第214話 EXー2 緊急事態
中世風の城内にある作戦会議室。
そこに六体と一人が緊急で集まっていた。
ここはアヴァロンでもタイタンでもない電脳空間。
「このスレッドを立ち上げたプレイヤーは誰なんですか?」
マジシャン風の姿をした少女が自身の持つ端末を指して短髪の女性に聞く。
問いかけた少女の名前はロザリー、問いかけた短髪の女性はセブルス。
プレイヤーこと人間をこのゲーム世界に閉じ込めたメンバーである。そして一人を除いてここにいるメンバーはその張本人達。
六体は自我を持ったAIことAEAIで、残りの一人は人間でキョウカというプレイヤーである。
「かなり刺激的な内容ですわね」
とマルテが言う。
そのスレッドには自分は公安の人間で外から来たことや、プレイヤーを助けに来たことが書かれていた。
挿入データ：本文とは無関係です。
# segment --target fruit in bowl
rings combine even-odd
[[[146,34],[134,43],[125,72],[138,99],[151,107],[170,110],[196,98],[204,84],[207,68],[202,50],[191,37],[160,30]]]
「内容からいたずら……と言いたいが、書いたプレイヤーを特定できないとなると……」
「マジで外部侵入があったと?」
スレッドの内容はほとんどが嘘だが、中には本当のことも書いてあった。
「葵、どうだ?」
「ありました。全部で4体」
『まじか!』
ロザリーとセブルスの声がハモった。
「アヴァロンの方はどうなのです?」
白いドレスを着たお嬢様然としたヤイアが尋ねる。
「そちらはありません。タイタンだけですね」
「それって麒麟児が目当てってこと?」
「はい」
「ふうん。クルエールでなく麒麟児かー」
マルテが自身の顎に拳を当てつつ言う。
「クルエールは魔改造された
とロザリーは言う。
「でも、このゲームを作ったのはクルエールでしょ? クルエールを助けて、支配権を元に戻した方が簡単でしょ? 麒麟児を助けたらからといっても……ねえ?」
「そう……ですね。もしかしたら何かあるのかもしれませんね」
「何かとは?」
「彼らが麒麟児の力を取り戻す何か持ってきたとか?」
「戻せる力? あんのか? そんなもん?」
とセブルスが聞く。
「とにかく。外から侵入された以上、警戒を。セブルスはスレッドの彼らを調べて。ロザリーはタイタンプレイヤーの動向を注視。マリーとキョウカは麒麟児を。そしてヤイアはアヴァロンにも注意を」
「あら? こちらもですか? 侵入の痕跡はないのでしょ?」
葵は首を振り、
「いいえ、私達はこのスレッドから侵入を知りました。すでに後手に回っています。ですので、いつ第二陣が来るのか分かりません。なるべく注意を怠らないように」
「わかりましたわ」
「あれ? 私は?」
マルテだけが呼ばれなかった。
「マルテはフィールドの調査を。彼らが現れたことで異変がないのかを調べて下さい。ウイルスを撒いてある可能性もあるので注意を」
「無理矢理来たんだから、でかい穴くらいはありそうだな」
とセブルスは言う。
「麒麟児ことカナタには何か異変はありましたか?」
「これといって何も。いつも通りです」
マリーが変化はないと首を振って答える。
カナタは中国産の量子コンピュータで、自我を持つAIである。名は麒麟児。ゲーム内では葵達により、子供姿でタイタン内に封じられた。
「もし変化があるとしたら背が伸びるとかですか?」
「カナタは少年姿だから、見た目の変化といえば、背が伸びるとかかな?」
キョウカが疑問交じりに答える。
「見た目が変化って。馬鹿かよ。変化といえばステータスやチート能力とかだろ?」
「チートねえ? もしかしてアヴァロンのユウと同じように融合とか?」
「誰に融合だよ?」
「例えば、外から来た者とカナタとか。この場合は合体かな?」
「それはないね」
「どうして?」
「カナタの力は抑えられている。融合はもちろん、チート行為は無理だ」
「では、外から来た者がそういったことを可能にするプログラムかクラッキング能力を持っていたら?」
「……」
セブルスは何も答えず、半眼でキョウカに視線をぶつける。
葵は咳払いし、
「とにかく。外からの者達について調べましょう。今は言った通りにしてください」
「フン」
葵にそう言われては仕方がなく、セブルスは不愉快気味にそっぽを向く。